Los detalles del grave incidente señalan que, pasada la medianoche del sábado, Juan Antonio Serrano, el hermano menor del secretario de Estado, trató de evitar una riña y resultó la víctima de la acción de Ángel E. A. (la Policía y los medios han reservado la identificación completa). Hasta ahora se desconoce los motivos que generaron esa rencilla, pero son cosas que ocurren cuando hay concurrencia de mozalbetes desadaptados y ese fue el caso en la reunión familiar que no contó con el protagonismo que iban a tener los advenedizos.

Anteriormente, en Quito, el propio Alcalde de la Capital, Augusto Barrera, también fue asaltado en la puerta de su casa. Hombre confiado, el funcionario dejó libre a los miembros de su seguridad a unos 50 metros del arribo a su hogar. Es decir, el asalto se produjo en menos de un minuto.

El ex seleccionador nacional Sixto Vizuete estaba en su hogar, con su familia, cuando una banda de siete u ocho sujetos ingresó y desvalijó la casa, en Conocoto. Sixto y uno de sus hijos sufrieron golpes.

El eje vial denominado Corredor Central Norte, que va desde La Marín a La Ofelia, sufrió el asalto de su caja fuerte, por parte de varios sujetos encapuchados, los mismos que fingieron el acento colombiano, a fin de no ser reconocidos. Se conoce que toda una familia organizada para actos delictivos participó en el hecho delincuencial, que por fortuna cuenta en el Juzgado de Garantías Penales con una jueza que se ha mostrado firme contra los implicados.

Una hija del ex ministro de Economía Mauricio Pozo fue asaltada en su vehículo. Solo perdió el celular y los pillos, que seguramente vieron que se aproximaba otro vehículo, huyeron cuando ella se estaba despojando de una cadena, que no llegó a darles.

Respecto a este caso, que fue relatado ayer lunes en una columna del diario Hoy, uno de los “comentaristas”, gobiernista de nombre Jacobo, se atrevió a burlarse del caso, olvidando las buenas formas con una mujer víctima del hampa.

Así se expresó el tal Jacobo de ese caso: “No lamento lo sucedido a la hija del ex ministro de Lucio Gutiérrez, pero tampoco me alegro por ello. Si lamento que por un hecho que efectivamente sucede casi a diario, intente en vano echar la culpa de ello al actual gobierno.
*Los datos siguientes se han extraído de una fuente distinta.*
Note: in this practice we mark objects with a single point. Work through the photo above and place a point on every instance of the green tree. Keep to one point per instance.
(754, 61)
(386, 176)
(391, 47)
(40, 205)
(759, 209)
Patética postura la de este sujeto convertido ahora por arte de virle virloque (sic) en analista".

Jacobo no puede expresarse correctamente, porque no está en el lugar del padre que ha visto la sicosis que ha sufrido su hija. No se sabe qué piense el mismo sujeto del caso Serrano, que es mucho más grave. Pero igual, si hubiese un desalmado que se alce de hombros ante hechos tan terribles para las familias y la sociedad, habría que condenarle.

El tema de la inseguridad en el país se puede considerar es un tema que va convirtiéndose en problema de resolución prioritaria, sino para este Gobierno para el próximo inmediato, que seguramente adoptará medidas diferentes a las de la revolución ciudadana que eligió mano suave e inclusive perdón y olvido para quienes cometan atracos menores a cien dólares y dio luz verde al libre ingreso de extranjeros, sin tomar en cuenta que eso se puede convertir en un problema social.

No es que estemos denigrando la condición de extranjeros o que seamos cultores del odio xenofóbico que suele ocurrir en sociedades cerradas a las que estorba cualquier diferencia económica, religiosa, racial, política, idiomática.

De hecho, muchos extranjeros han llegado al país a practicar y compartir su especialidad productiva; encontrándose entre ellos inclusive inversionistas importantes.

Pero, no han faltado aquellos que a costa de lograr ingresos fáciles viven de los actos delictivos, de trampas, del proxenetismo y, una minoría, lamentablemente, del crimen a través del sicariato.

Las condiciones que han dado lugar al fácil ingreso de ciudadanos de diferentes países, no representan garantía de que no se van a infiltrar sujetos de malos principios, que viven precariamente no solo en lo material sino en cuanto a mentalidad y valores.

Son varios de estos sujetos cuyos antecedentes se desconocen, los que han sentado escuela del delito en ecuatorianos que desde luego provienen de una formación moral muy frágil y por eso se dejan seducir por sistemas de vida violentos, amorales y proclives a atentar contra la propiedad privada.